VOOZH about

URL: https://dev.to/iurii_rogulia/pdf-tamper-detection-in-python-integrate-in-under-50-lines-1593

⇱ PDF Tamper Detection in Python: Integrate in Under 50 Lines - DEV Community


Originally published at htpbe.tech. The version on htpbe.tech stays in sync with the latest detection algorithm — refer to it for the canonical text.

Your application accepts PDFs from users — loan applications, identity documents, invoices, contracts. Any of them may have been edited after the issuing institution generated them. You have no original to compare against, and manual visual inspection does not scale.

This tutorial shows you how to integrate the HTPBE API into a Python application to detect post-creation modifications forensically. By the end you will have production-ready code for single-document checks, verdict routing, batch processing, and async poll loops.

How PDF tamper detection works

Submit a PDF URL via POST /v1/analyze.
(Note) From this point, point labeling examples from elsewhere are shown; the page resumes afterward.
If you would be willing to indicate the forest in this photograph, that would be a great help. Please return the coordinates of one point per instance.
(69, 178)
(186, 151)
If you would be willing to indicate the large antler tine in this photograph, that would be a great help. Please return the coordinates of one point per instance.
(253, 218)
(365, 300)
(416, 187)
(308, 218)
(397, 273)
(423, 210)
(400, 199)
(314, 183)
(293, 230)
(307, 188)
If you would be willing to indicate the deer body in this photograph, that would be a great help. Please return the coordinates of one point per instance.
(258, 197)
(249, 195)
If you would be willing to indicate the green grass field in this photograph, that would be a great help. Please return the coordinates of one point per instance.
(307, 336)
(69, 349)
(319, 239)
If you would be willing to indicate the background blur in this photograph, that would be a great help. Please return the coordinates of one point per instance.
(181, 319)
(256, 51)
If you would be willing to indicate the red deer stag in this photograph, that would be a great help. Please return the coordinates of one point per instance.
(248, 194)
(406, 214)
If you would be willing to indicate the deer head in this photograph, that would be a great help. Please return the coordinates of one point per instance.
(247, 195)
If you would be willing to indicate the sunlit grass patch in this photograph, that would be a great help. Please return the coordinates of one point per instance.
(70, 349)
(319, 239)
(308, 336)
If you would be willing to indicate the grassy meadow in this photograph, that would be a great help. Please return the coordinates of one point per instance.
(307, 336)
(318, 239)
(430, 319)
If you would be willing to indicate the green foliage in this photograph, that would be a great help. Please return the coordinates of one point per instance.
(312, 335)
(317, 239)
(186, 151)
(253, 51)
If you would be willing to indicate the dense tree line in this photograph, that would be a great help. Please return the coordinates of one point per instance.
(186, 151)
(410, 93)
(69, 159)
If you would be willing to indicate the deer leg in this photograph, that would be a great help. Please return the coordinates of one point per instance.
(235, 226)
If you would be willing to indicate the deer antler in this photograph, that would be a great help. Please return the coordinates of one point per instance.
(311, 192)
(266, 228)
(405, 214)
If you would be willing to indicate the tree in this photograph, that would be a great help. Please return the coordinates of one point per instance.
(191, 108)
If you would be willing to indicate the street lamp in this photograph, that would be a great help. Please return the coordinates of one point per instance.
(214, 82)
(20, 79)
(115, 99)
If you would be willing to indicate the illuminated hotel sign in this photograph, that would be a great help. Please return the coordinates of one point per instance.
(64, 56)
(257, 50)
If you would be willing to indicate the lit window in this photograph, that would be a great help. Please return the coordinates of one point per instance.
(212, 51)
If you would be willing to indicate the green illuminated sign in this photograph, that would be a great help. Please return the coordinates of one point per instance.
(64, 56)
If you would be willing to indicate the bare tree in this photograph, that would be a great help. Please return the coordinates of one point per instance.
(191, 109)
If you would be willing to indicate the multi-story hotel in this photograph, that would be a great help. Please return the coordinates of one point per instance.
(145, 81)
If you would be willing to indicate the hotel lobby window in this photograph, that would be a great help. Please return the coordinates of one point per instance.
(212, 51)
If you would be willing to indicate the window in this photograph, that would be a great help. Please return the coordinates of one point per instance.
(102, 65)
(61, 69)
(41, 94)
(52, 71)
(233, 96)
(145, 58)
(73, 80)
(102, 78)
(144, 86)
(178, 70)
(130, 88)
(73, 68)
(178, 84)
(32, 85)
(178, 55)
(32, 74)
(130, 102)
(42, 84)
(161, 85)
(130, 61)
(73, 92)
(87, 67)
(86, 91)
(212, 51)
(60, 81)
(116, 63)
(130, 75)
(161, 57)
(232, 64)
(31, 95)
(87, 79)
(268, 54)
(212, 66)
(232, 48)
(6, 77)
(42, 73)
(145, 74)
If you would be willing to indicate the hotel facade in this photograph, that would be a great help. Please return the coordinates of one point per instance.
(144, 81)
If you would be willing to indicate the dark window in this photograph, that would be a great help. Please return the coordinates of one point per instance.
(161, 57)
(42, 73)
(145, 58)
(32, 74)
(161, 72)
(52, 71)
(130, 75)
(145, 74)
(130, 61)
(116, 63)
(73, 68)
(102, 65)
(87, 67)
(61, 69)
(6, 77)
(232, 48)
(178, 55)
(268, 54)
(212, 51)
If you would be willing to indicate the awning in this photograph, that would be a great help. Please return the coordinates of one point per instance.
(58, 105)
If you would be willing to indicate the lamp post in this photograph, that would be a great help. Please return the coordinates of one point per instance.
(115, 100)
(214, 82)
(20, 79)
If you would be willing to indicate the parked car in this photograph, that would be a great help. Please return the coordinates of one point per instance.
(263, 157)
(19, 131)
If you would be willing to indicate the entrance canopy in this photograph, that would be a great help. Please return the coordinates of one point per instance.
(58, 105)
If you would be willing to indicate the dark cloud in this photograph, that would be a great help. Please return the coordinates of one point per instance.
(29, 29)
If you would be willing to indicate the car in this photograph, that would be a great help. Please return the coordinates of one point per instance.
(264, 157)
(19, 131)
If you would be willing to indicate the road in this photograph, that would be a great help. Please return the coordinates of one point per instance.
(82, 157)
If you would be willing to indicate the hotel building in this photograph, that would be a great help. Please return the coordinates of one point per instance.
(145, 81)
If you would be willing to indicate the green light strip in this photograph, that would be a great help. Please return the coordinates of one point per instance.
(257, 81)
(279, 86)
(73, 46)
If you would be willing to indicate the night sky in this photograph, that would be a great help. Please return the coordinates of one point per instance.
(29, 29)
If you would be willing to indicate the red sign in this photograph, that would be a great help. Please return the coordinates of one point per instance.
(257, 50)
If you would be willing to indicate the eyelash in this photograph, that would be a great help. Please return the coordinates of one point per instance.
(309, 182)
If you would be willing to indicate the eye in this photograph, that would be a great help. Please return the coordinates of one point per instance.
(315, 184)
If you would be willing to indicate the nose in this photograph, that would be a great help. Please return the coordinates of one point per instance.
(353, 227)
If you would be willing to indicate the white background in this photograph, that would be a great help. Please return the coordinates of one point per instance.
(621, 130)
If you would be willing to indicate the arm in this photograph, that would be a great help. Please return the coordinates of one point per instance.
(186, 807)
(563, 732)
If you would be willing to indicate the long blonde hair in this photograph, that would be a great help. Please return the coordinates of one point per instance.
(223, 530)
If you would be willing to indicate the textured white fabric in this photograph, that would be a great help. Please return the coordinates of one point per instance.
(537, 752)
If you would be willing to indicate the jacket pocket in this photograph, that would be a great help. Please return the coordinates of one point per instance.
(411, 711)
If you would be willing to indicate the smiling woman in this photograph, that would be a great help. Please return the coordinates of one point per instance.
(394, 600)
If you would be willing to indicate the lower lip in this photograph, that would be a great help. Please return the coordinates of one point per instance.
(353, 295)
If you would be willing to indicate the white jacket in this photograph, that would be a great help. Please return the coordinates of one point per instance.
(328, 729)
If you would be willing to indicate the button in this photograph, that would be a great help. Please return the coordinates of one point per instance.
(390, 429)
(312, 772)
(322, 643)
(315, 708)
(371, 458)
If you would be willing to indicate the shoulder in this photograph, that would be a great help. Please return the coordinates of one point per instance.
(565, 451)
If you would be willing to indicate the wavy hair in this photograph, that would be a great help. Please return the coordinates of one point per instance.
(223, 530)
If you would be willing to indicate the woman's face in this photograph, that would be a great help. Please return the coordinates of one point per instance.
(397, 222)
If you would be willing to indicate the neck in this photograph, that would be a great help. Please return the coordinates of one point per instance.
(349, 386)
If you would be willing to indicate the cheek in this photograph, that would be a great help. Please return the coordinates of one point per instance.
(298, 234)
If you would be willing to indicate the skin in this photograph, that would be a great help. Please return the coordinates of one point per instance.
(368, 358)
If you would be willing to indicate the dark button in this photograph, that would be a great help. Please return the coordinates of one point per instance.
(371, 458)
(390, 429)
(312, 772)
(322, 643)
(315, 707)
Get back a check ID. Retrieve the verdict with GET /v1/result/{id}. The API analyzes the file’s internal structure — metadata timestamps, cross-reference tables, digital signatures, producer/creator fields — and returns one of three verdicts: intact, modified, or inconclusive.

See the how it works page for a deeper explanation of the forensic layers. No file upload required, no SDK to install. Standard HTTP.

Prerequisites

pip install requests

Get your API key at htpbe.tech/auth/signup. Every plan includes a free test key you can use immediately without consuming live quota.

Set it as an environment variable:

export HTPBE_API_KEY="your_api_key_here"

Step 1 — Basic integration

The minimal integration: submit a URL, retrieve the result, print the verdict.

import os
import time
import requests

API_KEY = os.environ["HTPBE_API_KEY"]
BASE_URL = "https://api.htpbe.tech/v1"
HEADERS = {
 "Authorization": f"Bearer {API_KEY}",
 "Content-Type": "application/json",
}


def check_pdf(pdf_url: str) -> dict:
 """Submit a PDF URL for forensic analysis and return the result."""
 # Step 1: submit the URL
 submit = requests.post(
 f"{BASE_URL}/analyze",
 headers=HEADERS,
 json={"url": pdf_url},
 timeout=30,
 )
 submit.raise_for_status()
 check_id = submit.json()["id"]

 # Step 2: retrieve the verdict
 result = requests.get(
 f"{BASE_URL}/result/{check_id}",
 headers=HEADERS,
 timeout=30,
 )
 result.raise_for_status()
 return result.json()


if __name__ == "__main__":
 report = check_pdf("https://your-storage.example.com/documents/statement.pdf")
 print(report["status"]) # intact | modified | inconclusive

The API is synchronous for most documents. Submit and retrieve in two sequential requests. Analysis typically completes in under two seconds.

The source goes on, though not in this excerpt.